A meta-learning operator $f_o(f_i(f_\theta))$ is a composite operator of two learning operators: an “inner loop'' $f_i \in F_i$ and an “outer loop'' $f_o \in F_o$. Furthermore, $f_i$ is a model itself, and $f_o : F_i \to F_i$ is an operator over the inner learning rule $f_i$. In other words, $f_o$ learns the learning rule $f_i$, and $f_i$ learns a model for a given task, where we define “task'' to be a self-contained family of problems for which $f_i$ can adequately update $f_\theta$ to solve. At meta-training time, $f_o$ is applied to select for $f_i$ across a variety of training tasks. At meta-test time, we evaluate the generalization properties of $f_i$ and $f_\theta$ to holdout tasks.

The choice of $f_o$ and $f_i$ depends largely on the problem domain. In architecture search literature (also called “learning to learn''), $f_i$ is a relatively slow training procedure of a neural network from scratch, while $f_o$ can be a neural controller, random search algorithm, or a Gaussian Process Bandit.

A wide variety of machine learning problems can be formulated in terms meta-learning operators. In (meta) imitation learning (or goal-conditioned reinforcement learning), $f_i$ is used to relay instructions to the RL agent, such as conditioning on a task embedding or human demonstrations. In meta-reinforcement learning (MRL), $f_i$ instead implements a “fast reinforcement learning'' algorithm by which an agent improves itself after trying the task a couple times. It’s worth re-iterating here that I don’t see a distinction between “learning” and “conditioning”, because they both rely on inputs that are supplied at test time (i.e. “new information provided by the environment”).

MAML is a meta-learning algorithm that implements $f_i$ via SGD, i.e. $\theta := \theta - \alpha \nabla_{\theta}(\mathcal{L}(\theta))$. This SGD update is differentiable with respect to $\theta$, allowing $f_o$ to effectively optimize $f_i$ via backpropagation without requiring many additional parameters to express $f_i$.

Exploring JAX: Gradients

We begin the tutorial by importing JAX’s numpy drop-in and the gradient operator, grad.

import jax.numpy as np
from jax import grad

The gradient operator grad transforms a python function into another function that computes the gradients. Here, we compute first, second, and third order derivatives of $e^x$ and $x^2$:

f = lambda x : np.exp(x)
g = lambda x : np.square(x)
print(grad(f)(1.)) # = e^{1}

print(grad(g)(2.)) # 2x = 4
print(grad(grad(g))(2.)) # x = 2
print(grad(grad(grad(g)))(2.)) # x = 0

Exploring JAX: Auto-Vectorization with vmap

Now let’s consider a toy regression problem in which we try to learn the function $f_\theta(x) = sin(x)$ with a neural network. The goal here is to get familiar with defining and training models. JAX provides some lightweight helper functions to make it easy to set up a neural network.
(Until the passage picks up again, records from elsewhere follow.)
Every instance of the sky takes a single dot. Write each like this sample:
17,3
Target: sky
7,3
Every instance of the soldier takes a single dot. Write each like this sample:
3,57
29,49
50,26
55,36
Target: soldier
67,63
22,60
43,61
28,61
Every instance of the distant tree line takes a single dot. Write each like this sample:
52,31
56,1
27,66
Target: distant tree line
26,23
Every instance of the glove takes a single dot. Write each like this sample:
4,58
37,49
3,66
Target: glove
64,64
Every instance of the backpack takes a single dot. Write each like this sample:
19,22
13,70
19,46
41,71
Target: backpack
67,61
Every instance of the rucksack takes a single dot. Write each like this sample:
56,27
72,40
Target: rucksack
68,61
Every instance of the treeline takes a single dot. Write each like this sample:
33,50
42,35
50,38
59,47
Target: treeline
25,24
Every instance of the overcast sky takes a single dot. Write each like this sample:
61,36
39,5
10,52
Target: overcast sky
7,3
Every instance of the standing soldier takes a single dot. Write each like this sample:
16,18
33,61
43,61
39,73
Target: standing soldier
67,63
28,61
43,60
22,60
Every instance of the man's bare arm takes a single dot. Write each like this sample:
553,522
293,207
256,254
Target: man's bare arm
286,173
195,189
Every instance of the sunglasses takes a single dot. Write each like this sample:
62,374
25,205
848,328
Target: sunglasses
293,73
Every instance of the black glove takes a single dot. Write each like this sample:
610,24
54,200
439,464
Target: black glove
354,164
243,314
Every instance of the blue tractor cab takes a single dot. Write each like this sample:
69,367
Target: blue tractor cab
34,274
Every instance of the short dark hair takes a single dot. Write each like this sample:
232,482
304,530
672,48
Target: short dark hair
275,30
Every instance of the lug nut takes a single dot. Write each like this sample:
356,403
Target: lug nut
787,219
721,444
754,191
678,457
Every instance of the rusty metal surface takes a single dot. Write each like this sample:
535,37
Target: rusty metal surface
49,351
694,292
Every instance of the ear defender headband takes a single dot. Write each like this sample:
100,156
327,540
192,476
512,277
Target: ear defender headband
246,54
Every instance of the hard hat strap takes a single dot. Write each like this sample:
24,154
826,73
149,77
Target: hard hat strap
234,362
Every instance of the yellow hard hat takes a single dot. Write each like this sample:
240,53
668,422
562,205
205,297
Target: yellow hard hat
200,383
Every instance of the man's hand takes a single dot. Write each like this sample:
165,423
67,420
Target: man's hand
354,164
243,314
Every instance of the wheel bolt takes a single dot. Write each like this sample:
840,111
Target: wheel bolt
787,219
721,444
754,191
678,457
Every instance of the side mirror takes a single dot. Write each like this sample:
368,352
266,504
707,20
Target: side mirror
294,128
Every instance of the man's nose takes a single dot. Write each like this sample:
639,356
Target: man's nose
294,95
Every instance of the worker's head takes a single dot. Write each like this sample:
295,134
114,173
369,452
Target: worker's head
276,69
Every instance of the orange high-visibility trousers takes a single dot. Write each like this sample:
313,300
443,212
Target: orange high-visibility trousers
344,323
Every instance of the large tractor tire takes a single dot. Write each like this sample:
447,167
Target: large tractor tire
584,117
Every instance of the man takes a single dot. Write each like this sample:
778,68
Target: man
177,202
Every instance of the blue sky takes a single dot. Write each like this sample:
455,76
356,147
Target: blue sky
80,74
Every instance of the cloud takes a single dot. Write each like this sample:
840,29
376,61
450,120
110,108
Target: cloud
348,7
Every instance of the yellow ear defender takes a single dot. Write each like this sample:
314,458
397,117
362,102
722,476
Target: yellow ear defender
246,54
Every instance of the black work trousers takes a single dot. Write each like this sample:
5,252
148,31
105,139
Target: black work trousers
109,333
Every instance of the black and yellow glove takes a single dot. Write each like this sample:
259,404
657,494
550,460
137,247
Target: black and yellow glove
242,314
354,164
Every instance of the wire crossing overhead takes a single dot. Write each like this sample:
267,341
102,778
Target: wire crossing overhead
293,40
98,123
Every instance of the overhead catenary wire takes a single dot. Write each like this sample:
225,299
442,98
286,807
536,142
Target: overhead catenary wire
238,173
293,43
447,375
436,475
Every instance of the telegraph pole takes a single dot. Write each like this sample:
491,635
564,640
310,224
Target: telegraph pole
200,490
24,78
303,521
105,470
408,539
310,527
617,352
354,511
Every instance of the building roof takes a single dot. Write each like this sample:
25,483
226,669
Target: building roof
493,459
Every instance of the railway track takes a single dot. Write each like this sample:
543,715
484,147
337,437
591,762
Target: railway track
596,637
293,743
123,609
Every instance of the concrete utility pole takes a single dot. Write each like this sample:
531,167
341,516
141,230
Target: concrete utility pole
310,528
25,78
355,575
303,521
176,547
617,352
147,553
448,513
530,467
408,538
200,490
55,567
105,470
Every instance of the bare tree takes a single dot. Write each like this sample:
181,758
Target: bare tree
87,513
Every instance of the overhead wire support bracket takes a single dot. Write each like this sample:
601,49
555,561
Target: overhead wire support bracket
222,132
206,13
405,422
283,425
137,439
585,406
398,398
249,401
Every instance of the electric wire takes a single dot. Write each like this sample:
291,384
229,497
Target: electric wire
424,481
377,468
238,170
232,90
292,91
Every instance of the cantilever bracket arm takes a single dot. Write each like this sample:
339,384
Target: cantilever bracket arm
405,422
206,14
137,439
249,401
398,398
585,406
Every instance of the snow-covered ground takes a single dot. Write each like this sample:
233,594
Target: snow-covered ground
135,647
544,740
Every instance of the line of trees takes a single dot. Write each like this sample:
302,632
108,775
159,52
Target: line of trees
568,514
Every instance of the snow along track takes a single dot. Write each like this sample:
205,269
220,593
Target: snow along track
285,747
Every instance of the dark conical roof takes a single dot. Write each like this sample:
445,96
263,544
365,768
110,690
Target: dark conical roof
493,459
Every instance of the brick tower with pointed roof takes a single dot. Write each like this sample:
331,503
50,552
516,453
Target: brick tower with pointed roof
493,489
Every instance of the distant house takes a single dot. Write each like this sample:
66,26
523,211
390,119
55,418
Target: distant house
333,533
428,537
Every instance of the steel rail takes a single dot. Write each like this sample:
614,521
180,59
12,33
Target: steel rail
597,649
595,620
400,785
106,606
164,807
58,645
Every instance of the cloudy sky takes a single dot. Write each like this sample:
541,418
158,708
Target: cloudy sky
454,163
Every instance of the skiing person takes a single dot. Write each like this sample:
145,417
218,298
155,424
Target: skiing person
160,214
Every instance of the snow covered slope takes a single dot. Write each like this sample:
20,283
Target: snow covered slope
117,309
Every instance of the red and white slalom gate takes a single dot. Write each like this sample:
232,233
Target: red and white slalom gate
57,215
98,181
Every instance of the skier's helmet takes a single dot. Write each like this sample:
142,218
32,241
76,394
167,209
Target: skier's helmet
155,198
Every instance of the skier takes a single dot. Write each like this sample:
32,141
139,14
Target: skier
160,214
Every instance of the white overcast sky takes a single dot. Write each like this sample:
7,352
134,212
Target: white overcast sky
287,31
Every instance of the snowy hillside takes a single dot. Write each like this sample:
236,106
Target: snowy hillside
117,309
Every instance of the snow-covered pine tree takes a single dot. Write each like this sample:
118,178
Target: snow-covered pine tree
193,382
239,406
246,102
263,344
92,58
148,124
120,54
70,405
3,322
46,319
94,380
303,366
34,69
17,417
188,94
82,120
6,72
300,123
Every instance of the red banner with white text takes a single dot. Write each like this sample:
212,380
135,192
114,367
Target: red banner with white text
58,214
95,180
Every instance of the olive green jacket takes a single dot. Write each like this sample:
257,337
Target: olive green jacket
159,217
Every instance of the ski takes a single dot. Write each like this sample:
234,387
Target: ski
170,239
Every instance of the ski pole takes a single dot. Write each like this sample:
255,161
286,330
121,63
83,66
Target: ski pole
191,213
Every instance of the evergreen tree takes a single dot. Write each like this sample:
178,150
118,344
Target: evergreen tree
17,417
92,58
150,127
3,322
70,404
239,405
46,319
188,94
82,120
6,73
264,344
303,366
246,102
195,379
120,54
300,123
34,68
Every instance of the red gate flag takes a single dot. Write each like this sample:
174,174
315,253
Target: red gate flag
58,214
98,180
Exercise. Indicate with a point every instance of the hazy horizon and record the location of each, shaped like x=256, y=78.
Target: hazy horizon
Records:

from jax import vmap # for auto-vectorizing functions
from functools import partial # for use with vmap
from jax import jit # for compiling functions for speedup
from jax.experimental import stax # neural network library
from jax.experimental.stax import Conv, Dense, MaxPool, Relu, Flatten, LogSoftmax # neural network layers
import matplotlib.pyplot as plt # visualization

We’ll define a simple neural network with 2 hidden layers. We’ve specified an in_shape of (-1, 1), which means that the model takes in a variable-size batch dimension, and has a feature dimension of 1 scalar (since this is a 1-D regression task). JAX’s helper libraries all take on a functional API (unlike TensorFlow, which maintains a graph state), so we get back a function that initializes parameters and a function that applies the forward pass of the network. These callables return lists and tuples of numpy arrays - a simple and flat data structure for storing network parameters.

# Use stax to set up network initialization and evaluation functions
net_init, net_apply = stax.serial(
   Dense(40), Relu,
   Dense(40), Relu,
in_shape = (-1, 1,)
out_shape, net_params = net_init(in_shape)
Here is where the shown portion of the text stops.